Regex problem
am 08.10.2007 14:48:11 von Hendrik Maryns
(This is in Java, but the regex is general, therefore x-post to
c.l.p.m., f-up to c.l.j.h.)
Hi all,
I want to discard the header of some file. The header is everything
before a line beginning with "#BOS". However, I do not want #BOS to be
part of the match, since I need it later on.
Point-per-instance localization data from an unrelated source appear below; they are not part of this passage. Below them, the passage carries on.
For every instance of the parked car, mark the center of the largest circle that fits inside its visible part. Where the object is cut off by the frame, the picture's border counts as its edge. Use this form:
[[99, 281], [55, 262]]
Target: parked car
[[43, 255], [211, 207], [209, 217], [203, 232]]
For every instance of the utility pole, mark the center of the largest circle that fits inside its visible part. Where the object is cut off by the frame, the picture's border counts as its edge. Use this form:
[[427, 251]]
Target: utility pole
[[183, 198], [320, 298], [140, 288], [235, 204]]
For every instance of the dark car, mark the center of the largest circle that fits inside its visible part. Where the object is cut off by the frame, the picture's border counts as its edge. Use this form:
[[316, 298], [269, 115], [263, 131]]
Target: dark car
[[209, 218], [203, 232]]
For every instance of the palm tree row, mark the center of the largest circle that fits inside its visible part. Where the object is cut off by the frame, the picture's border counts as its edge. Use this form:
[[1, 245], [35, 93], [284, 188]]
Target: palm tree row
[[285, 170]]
I thought of using a regex to do that. I came up with
..*(?s)(?=#BOS)
However, this gave me nothing.
(To be precise, I have
Scanner corpus = new Scanner(inFile);
Pattern header = Pattern.compile(".*(?s)(?=#BOS)", Pattern.MULTILINE);
corpus.skip(header);
and it gives me
java.util.NoSuchElementException
at java.util.Scanner.skip(Scanner.java:1706)
at
de.uni_tuebingen.sfb.lichtenstein.binarytrees.Converter2.mai n(Converter2.java:61)
so if any of the Java people sees a problem there, please point out.)
So to pinpoint my problem: I want a regex which matches any number of
lines until it finds a line beginning with #BOS, but does not include
#BOS in the match.
Other tries looked like this:
..*?(?s)(?=#BOS)
(.|\n)*?(?=#BOS) (this freezes the program)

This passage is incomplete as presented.